Tree data construction

In addition to mechanics measurements, temporal and spatial dynamics of contracting CMs were computed. A data tree analysis was implemented to find interrelationships between the contracting regions in both time and space axes. In general, tree data structures are used for their convenience in data accessibility, sorting algorithms, and maintaining connections between data points as in network analysis. Tree data structures have proved to be useful for organizing biological data such as in mapping the intrathoracic airway26. To organize the CM beating data into the data tree, the contracting regions as assessed by the sarcomere displacement length criteria were represented as nodes in the tree data structure. Node parental lineage was assigned beginning with the smallest regions and continuing until all contracting nodes were included in the tree. A node is considered a parent node if the region includes the centroid of the child node. From this procedure, whether each region is contracting independently or one region influences multiple contracting regions could be evaluated. A node without any children is called a leaf, and such leaf nodes can be considered as potential contracting origins (or small independent beating regions if they are not connected with other nodes).

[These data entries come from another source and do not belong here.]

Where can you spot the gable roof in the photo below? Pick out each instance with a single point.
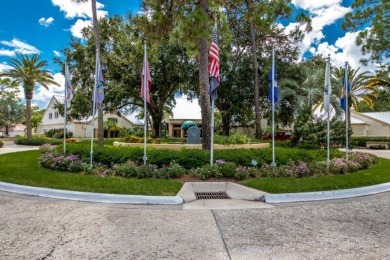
(380, 116)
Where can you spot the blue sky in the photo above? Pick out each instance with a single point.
(46, 26)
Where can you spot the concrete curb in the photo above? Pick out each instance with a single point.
(326, 195)
(90, 196)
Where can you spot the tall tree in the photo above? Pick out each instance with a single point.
(255, 21)
(28, 71)
(97, 55)
(360, 89)
(8, 87)
(372, 18)
(189, 22)
(11, 111)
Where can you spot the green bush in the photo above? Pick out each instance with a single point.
(34, 141)
(236, 138)
(58, 134)
(192, 158)
(360, 141)
(174, 140)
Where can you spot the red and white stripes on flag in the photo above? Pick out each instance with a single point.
(148, 80)
(214, 64)
(214, 57)
(68, 87)
(327, 86)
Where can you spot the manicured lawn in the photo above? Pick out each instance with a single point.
(22, 168)
(379, 173)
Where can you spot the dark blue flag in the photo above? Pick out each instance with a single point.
(276, 94)
(346, 88)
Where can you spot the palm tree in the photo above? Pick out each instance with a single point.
(28, 71)
(9, 85)
(303, 98)
(361, 88)
(306, 94)
(97, 45)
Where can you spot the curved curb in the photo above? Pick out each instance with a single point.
(326, 195)
(90, 196)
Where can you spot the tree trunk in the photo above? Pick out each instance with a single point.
(204, 99)
(256, 82)
(28, 95)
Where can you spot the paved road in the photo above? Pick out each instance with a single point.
(41, 228)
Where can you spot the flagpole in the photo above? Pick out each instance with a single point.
(328, 108)
(212, 132)
(346, 109)
(145, 108)
(273, 106)
(66, 105)
(94, 105)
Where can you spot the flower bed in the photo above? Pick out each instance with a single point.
(53, 159)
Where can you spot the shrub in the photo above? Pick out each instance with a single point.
(236, 138)
(378, 147)
(34, 141)
(192, 158)
(124, 132)
(58, 134)
(147, 171)
(364, 159)
(70, 163)
(297, 170)
(173, 171)
(360, 141)
(128, 169)
(206, 171)
(132, 139)
(227, 169)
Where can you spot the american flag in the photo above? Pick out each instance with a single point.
(145, 93)
(345, 89)
(68, 87)
(214, 64)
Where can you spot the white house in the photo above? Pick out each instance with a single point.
(52, 119)
(370, 123)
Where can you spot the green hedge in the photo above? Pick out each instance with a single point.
(360, 141)
(192, 158)
(37, 141)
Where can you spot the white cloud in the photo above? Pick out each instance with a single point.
(4, 67)
(322, 13)
(4, 52)
(18, 47)
(46, 22)
(78, 26)
(314, 4)
(345, 49)
(73, 9)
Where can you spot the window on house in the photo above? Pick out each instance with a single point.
(113, 119)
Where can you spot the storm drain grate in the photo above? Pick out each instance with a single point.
(211, 196)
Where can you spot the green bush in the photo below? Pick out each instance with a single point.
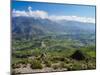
(36, 65)
(56, 66)
(16, 66)
(48, 63)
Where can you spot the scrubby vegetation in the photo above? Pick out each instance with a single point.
(56, 54)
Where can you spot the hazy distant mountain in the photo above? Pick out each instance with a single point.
(26, 27)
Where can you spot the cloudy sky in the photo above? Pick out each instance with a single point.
(54, 11)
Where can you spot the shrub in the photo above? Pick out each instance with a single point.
(63, 65)
(16, 66)
(48, 63)
(36, 65)
(56, 66)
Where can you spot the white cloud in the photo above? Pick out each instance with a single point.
(44, 15)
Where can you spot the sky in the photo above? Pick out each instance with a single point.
(54, 10)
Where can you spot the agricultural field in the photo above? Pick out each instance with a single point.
(52, 39)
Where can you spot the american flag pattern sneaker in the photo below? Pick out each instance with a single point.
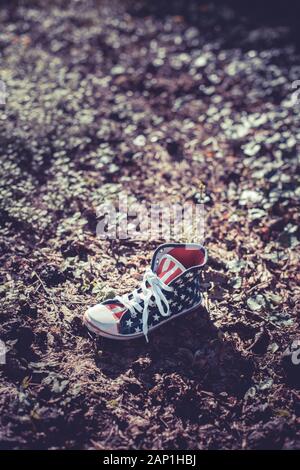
(171, 287)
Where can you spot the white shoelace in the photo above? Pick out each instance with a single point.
(152, 286)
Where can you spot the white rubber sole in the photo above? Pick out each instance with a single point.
(96, 330)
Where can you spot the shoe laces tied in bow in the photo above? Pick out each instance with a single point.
(152, 287)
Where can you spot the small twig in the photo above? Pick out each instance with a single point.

Accumulative spatial contraction (ASC) map

The ASC map is a visualization of the spatial information in the tree data structure. The tree is traversed starting at the root and traveling to each subsequent node. The z axis of the 3D ASC map encodes the depth level in the data tree, which is interpreted as the level of influence the region may have over the other regions. In such analysis, the highest mountainous positions in the 3D ASC map (or nodes with the deepest tree hierarchy) tend to play a role as the origins of contraction for the CM beating.

Accumulative spatiotemporal contraction (ASTC) map

The ASTC map visualizes both the spatial and temporal information among potential contraction origins. The entire data tree/path of contraction may be visualized or individual paths from selected nodes or leaves can be illustrated using our tools. Inspecting the ASTC map in 3D view can reveal the localization of the contracting nodes and also the timing between contraction events. Thus, beating propagation or synchronicity among selected beating areas can be more intuitively pictured. Independent nodes would also be visible as the nodes disconnected from the main contracting paths. This visualization was built in the Processing open source programming language (version 3.3.4)27. Obtained tree data structure was exported from Matlab in a CSV format to be imported into Processing 3.3.4.